The safety and scientific validity of this study is the responsibility of the study sponsor and investigators. Listing a study does not mean it has been evaluated by the U.S. Federal Government. Read our disclaimer for details.
 
ClinicalTrials.gov Identifier: NCT02408523
Recruitment Status : Completed
First Posted : April 3, 2015
Results First Posted : April 16, 2020
Last Update Posted : May 20, 2020
Sponsor:
Collaborator:
Pharmaceutical Research Associates
Information provided by (Responsible Party):
UCB Pharma ( UCB BIOSCIENCES, Inc. )

Tracking Information
First Submitted Date  ICMJE March 31, 2015
First Posted Date  ICMJE April 3, 2015
Results First Submitted Date  ICMJE April 3, 2020
Results First Posted Date  ICMJE April 16, 2020
Last Update Posted Date May 20, 2020
Actual Study Start Date  ICMJE April 2015
Actual Primary Completion Date April 2019   (Final data collection date for primary outcome measure)
Current Primary Outcome Measures  ICMJE
 (submitted: May 8, 2020)
Time to the Second Primary Generalized Tonic Clonic (PGTC) Seizure During the 24-week Treatment Period From Visit 2 (Week 0) to Visit 10 (Week 24) [ Time Frame: During the Treatment Period from Visit 2 (Week 0) to Visit 10 (Week 24) ]

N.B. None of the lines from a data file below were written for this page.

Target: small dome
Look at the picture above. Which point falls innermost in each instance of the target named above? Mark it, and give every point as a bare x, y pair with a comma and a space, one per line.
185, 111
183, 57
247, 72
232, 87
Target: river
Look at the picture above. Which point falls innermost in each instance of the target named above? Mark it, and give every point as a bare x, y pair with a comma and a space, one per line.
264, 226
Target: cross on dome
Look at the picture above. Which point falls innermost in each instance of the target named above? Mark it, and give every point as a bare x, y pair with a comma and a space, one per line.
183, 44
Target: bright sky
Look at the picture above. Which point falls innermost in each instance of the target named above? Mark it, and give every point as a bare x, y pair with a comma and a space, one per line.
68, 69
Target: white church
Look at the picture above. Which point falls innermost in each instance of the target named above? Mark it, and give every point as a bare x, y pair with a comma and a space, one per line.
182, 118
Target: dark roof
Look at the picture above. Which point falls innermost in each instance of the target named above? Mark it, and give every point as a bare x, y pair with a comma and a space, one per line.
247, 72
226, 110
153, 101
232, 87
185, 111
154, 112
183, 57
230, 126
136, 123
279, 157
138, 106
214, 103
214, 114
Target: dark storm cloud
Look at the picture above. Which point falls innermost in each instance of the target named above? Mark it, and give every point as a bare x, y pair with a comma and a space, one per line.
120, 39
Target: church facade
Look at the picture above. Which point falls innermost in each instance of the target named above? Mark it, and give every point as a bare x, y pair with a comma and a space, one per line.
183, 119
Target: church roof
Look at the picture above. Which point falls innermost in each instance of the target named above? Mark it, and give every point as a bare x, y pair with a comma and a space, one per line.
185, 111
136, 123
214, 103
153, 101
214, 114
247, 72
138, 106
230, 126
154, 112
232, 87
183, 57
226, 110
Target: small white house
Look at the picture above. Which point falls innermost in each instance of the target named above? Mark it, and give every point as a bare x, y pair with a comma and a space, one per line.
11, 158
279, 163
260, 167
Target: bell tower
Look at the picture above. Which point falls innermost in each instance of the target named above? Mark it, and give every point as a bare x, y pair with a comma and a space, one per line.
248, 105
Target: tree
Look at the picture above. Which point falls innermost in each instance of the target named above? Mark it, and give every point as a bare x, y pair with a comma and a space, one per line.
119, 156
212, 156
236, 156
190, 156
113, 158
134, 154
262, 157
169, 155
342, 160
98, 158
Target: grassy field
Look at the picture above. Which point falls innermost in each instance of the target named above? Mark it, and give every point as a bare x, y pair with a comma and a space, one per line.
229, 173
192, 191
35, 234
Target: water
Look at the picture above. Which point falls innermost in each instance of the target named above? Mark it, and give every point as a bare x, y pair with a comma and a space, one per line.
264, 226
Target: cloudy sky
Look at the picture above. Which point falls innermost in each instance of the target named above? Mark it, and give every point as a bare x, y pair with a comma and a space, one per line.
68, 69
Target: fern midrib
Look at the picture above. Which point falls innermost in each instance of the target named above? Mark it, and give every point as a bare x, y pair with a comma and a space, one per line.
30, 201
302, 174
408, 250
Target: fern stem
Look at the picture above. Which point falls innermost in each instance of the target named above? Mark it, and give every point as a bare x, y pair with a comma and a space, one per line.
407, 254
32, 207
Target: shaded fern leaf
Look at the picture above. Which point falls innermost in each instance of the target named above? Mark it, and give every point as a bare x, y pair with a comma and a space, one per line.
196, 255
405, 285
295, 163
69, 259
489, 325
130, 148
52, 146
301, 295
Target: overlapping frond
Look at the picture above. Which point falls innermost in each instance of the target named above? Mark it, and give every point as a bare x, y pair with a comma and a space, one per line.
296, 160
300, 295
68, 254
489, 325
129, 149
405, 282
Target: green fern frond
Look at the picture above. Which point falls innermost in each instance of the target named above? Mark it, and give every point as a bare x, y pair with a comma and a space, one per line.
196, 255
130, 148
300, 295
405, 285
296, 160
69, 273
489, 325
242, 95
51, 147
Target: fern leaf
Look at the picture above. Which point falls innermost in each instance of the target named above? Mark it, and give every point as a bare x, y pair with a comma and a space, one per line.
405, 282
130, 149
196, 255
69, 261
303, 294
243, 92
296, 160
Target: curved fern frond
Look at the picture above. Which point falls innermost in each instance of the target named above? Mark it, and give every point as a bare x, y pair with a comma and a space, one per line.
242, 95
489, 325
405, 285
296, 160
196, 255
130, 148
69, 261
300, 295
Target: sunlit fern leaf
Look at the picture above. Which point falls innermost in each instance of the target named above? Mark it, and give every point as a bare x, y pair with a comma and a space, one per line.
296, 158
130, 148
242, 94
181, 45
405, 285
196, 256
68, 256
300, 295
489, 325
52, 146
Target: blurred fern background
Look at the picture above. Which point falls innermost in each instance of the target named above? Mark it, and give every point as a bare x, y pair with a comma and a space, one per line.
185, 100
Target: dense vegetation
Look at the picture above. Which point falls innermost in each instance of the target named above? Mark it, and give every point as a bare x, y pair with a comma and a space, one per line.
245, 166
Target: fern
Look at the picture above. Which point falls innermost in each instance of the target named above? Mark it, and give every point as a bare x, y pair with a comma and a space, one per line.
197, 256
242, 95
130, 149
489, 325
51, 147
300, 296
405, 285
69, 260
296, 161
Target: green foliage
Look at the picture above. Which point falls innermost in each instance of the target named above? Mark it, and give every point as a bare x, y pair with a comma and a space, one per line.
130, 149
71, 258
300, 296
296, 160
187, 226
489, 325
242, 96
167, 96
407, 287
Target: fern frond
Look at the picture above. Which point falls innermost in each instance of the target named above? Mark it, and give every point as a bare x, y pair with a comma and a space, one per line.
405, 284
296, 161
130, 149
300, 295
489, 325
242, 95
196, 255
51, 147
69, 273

The primary efficacy variable was the time to the second primary generalized tonic clonic seizure (PGTCS) during the 24-week Treatment Period. Relative difference between groups (Lacosamide vs Placebo) was expressed as Hazard Ratio. The indicated measured values are the observed number of events of second PGTCS in the treatment period which form the basis of the statistical analysis of the time to event analysis. The hazard ratio compares 2 treatment groups for the times to a specified number of events (125) for the combined treatment groups, and so both the number of events and the times until those events pertain to the computation of the hazard ratio. A Hazard Ratio below 1 indicates time to second PGTCS was improved for LCM compared to Placebo.

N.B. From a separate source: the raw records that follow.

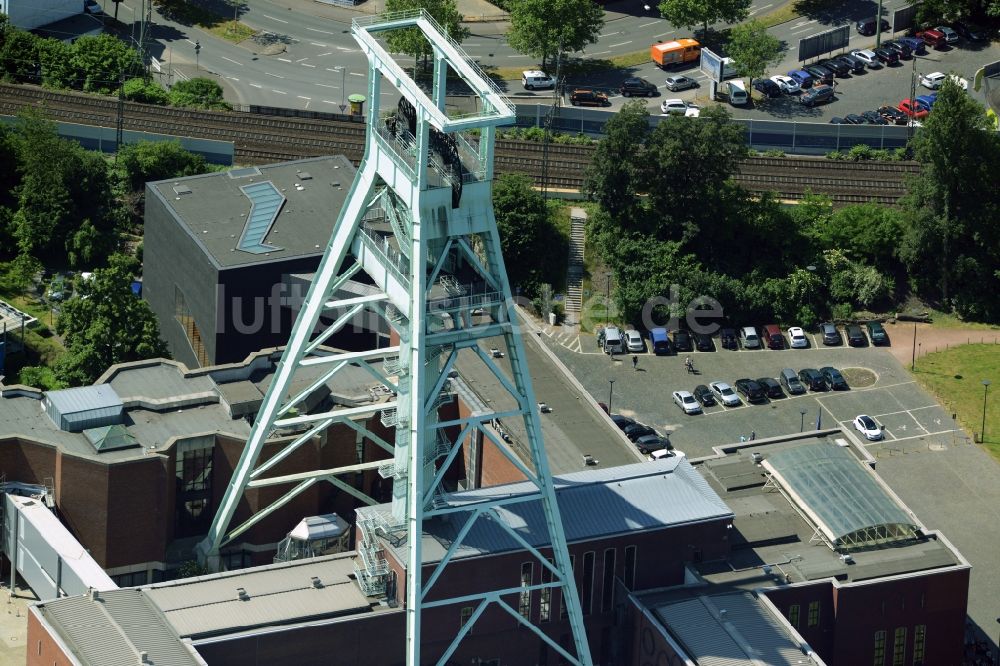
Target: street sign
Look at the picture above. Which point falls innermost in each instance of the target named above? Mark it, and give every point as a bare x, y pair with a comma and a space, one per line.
824, 42
711, 65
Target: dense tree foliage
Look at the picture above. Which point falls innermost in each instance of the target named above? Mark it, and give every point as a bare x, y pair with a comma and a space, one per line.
545, 28
105, 323
689, 13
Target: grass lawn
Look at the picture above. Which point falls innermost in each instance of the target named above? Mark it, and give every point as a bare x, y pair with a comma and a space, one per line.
955, 376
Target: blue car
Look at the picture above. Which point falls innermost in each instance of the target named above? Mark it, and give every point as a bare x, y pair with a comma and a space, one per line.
803, 78
915, 43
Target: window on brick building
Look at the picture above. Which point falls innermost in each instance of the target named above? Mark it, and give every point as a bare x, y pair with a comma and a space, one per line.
813, 620
608, 585
899, 647
524, 602
879, 655
919, 643
631, 554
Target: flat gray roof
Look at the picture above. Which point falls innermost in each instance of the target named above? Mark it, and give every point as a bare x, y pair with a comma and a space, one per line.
593, 504
213, 209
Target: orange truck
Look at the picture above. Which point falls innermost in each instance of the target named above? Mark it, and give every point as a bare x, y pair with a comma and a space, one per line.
675, 53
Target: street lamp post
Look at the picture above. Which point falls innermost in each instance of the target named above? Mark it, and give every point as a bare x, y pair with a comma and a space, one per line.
982, 430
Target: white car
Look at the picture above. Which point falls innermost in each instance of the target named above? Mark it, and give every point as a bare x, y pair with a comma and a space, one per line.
725, 394
687, 402
678, 107
868, 427
798, 338
787, 84
934, 80
868, 57
633, 340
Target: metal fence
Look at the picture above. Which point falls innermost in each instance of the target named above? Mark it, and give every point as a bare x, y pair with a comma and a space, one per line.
789, 136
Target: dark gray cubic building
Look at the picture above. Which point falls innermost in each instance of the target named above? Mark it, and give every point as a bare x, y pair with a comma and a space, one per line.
222, 252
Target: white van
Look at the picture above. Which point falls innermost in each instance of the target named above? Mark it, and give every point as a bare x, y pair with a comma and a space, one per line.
737, 92
613, 343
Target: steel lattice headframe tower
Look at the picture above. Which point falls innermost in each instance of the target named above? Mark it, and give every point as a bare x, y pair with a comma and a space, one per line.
419, 222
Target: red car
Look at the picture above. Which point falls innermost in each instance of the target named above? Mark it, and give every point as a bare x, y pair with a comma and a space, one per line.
914, 110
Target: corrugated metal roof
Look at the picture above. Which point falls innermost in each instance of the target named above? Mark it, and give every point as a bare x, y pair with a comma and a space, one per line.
732, 629
840, 493
84, 399
112, 630
593, 504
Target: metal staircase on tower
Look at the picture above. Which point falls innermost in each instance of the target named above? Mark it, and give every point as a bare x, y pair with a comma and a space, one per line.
419, 222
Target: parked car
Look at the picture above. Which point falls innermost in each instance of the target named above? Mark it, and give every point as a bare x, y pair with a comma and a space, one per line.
724, 393
838, 68
831, 336
866, 27
887, 56
650, 443
790, 380
868, 427
893, 115
816, 95
797, 337
951, 35
788, 85
678, 82
802, 77
749, 338
534, 79
874, 118
682, 341
703, 342
877, 333
772, 389
687, 402
704, 395
855, 336
751, 390
637, 86
633, 341
767, 87
902, 48
855, 64
588, 97
637, 430
812, 379
820, 74
678, 107
868, 57
913, 109
833, 378
727, 338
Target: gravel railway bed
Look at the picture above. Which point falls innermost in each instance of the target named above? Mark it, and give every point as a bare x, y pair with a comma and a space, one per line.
259, 139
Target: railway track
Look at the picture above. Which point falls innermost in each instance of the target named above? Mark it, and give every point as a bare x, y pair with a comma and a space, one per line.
260, 139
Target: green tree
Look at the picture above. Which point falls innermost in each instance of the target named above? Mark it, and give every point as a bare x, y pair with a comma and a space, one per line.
753, 49
545, 28
689, 13
952, 241
157, 160
525, 229
410, 40
105, 323
198, 93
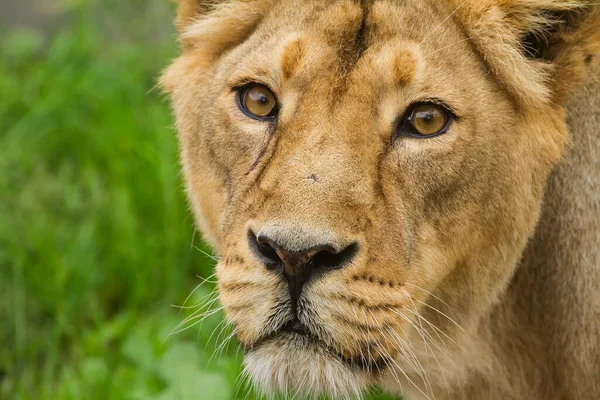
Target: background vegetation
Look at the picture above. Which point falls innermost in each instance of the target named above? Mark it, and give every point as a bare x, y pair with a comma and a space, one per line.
96, 242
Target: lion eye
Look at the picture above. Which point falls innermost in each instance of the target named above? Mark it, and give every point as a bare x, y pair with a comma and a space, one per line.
426, 120
257, 102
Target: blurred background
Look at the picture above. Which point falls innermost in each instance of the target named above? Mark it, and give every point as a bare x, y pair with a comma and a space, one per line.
106, 292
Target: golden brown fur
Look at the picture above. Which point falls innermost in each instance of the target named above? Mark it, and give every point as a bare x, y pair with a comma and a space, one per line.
447, 297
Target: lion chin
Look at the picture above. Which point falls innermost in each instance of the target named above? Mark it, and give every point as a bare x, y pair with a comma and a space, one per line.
304, 368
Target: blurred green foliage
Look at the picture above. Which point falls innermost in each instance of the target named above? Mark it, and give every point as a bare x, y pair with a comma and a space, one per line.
96, 240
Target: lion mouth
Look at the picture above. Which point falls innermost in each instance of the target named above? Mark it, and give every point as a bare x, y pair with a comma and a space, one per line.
296, 333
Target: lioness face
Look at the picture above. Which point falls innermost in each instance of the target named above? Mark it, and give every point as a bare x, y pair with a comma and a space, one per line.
368, 183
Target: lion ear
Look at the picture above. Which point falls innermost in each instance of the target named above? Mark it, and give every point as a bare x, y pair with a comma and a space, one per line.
540, 48
567, 38
191, 10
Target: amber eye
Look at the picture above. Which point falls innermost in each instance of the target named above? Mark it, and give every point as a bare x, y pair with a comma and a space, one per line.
427, 120
257, 102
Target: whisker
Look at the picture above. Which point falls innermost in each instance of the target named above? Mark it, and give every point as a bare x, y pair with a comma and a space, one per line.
435, 309
442, 23
205, 253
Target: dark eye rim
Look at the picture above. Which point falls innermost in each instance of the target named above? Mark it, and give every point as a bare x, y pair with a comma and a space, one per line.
406, 128
242, 92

Original Primary Outcome Measures  ICMJE
 (submitted: March 31, 2015)
Time to the Second Primary Generalized Tonic Clonic (PGTC) Seizure During the 24-week Treatment Period From Visit 2 (Week 0) to Visit 10 (Week 24) [ Time Frame: 24-week Treatment Period from Visit 2 (Week 0) to Visit 10 (Week 24) ]
Change History
Current Secondary Outcome Measures  ICMJE
 (submitted: May 8, 2020)
  • Percentage of Participants With Seizure Freedom for Primary Generalized Tonic Clonic (PGTC) Seizures During the 24-week Treatment Period From Visit 2 (Week 0) to Visit 10 (Week 24) [ Time Frame: During the Treatment Period from Visit 2 (Week 0) to Visit 10 (Week 24) ]
    A seizure-free day from primary generalized tonic clonic seizures (PGTCS) was defined as a day where no PGTCS were reported in the seizure diary and PGTCS were assessed, which was estimated using Kaplan-Meier (KM) methods.
  • Time to the First Primary Generalized Tonic Clonic (PGTC) Seizure During the Treatment Period From Visit 2 (Week 0) to Visit 10 (Week 24) [ Time Frame: During the Treatment Period from Visit 2 (Week 0) to Visit 10 (Week 24) ]
    The secondary efficacy variable was the time to the first primary generalized tonic clonic seizure (PGTCS) during the 24-week Treatment Period. Relative difference between groups (Lacosamide vs Placebo) was expressed as Hazard Ratio. The indicated measured values are the observed number of events of first PGTCS in the treatment period which form the basis of the statistical analysis of the time to event analysis. The hazard ratio compares 2 treatment groups for the times to the number of events for the combined treatment groups, and so both the number of events and the times until those events pertain to the computation of the hazard ratio. A Hazard Ratio below 1 indicates time to second PGTCS was improved for LCM compared to Placebo.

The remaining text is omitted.